Sadly, the full glare of sunlight has yet to arrive.


In addition to the gradual dawning of the reality of an economic recession, I now see increasing evidence of a deepening financial crisis.

Tuesday, a Financial Times headline ran, "Banks are braced for months of pressure." Wednesday their deadline was, "Risk rises of asset fire sale."

We know that, in 2008, over $500 billion of adjustable-rate mortgages (ARMS) are due to reset. In 2009, a further $300 billion are due for reset. In advance of this, mortgage default and non-performance figures are already rising fast.

In the meantime, the amount of "toxic waste" mortgage-related derivatives is already estimated to reach $250 billion.

We have heard, so far, from Merrill Lynch, Citigroup, Morgan Stanley and now Wachovia. But it is unclear how much more they could announce, and who else will have to write-down big losses.

In this case, I do not believe that no news is good news!

There are some more large shoes waiting to drop in banking. When they do, before the advent in 2008 of the new, post-Enron accounting rules, I believe they could strain the nerves of many in the financial markets, let alone stock markets.

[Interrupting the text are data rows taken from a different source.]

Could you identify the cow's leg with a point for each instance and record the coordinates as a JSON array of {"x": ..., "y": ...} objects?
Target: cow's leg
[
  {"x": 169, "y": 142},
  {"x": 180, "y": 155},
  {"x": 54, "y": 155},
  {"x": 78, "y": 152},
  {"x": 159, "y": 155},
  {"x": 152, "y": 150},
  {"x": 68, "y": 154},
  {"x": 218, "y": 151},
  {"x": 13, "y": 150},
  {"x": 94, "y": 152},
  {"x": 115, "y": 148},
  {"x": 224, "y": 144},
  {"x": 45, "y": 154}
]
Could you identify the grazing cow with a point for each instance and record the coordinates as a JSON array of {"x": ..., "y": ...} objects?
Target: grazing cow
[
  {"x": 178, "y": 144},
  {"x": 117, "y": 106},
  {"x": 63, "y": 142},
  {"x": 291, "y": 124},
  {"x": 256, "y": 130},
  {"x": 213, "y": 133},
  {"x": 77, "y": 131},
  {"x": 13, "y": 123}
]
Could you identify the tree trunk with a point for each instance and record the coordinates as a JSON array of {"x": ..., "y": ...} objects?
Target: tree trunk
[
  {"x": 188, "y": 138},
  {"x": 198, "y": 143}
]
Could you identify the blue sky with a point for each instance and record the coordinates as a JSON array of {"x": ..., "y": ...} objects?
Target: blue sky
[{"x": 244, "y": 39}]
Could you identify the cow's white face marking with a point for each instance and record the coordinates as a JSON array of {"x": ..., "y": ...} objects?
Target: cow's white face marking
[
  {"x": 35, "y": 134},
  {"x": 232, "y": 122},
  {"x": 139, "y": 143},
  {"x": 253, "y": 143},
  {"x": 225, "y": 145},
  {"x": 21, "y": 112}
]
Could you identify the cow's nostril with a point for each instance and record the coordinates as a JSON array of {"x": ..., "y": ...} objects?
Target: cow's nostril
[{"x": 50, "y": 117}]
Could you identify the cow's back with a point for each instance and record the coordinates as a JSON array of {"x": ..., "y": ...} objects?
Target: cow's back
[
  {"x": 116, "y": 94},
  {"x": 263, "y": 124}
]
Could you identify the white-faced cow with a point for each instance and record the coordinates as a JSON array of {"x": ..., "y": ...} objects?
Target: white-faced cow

I now see the dawning of the economic and financial "reality" of which we have warned for many months and the serious risk of an economic and financial meltdown.

We already have a crisis of confidence and thing are looking worse, not better, with each passing day. Investors should take steps to adjust their portfolios to the possibility of a collapse of confidence.

So, as Larry Kudlow says, "Fasten your seat belts!" It is now a time for conservative investors to think less of return "on" capital and more of return "of" capital!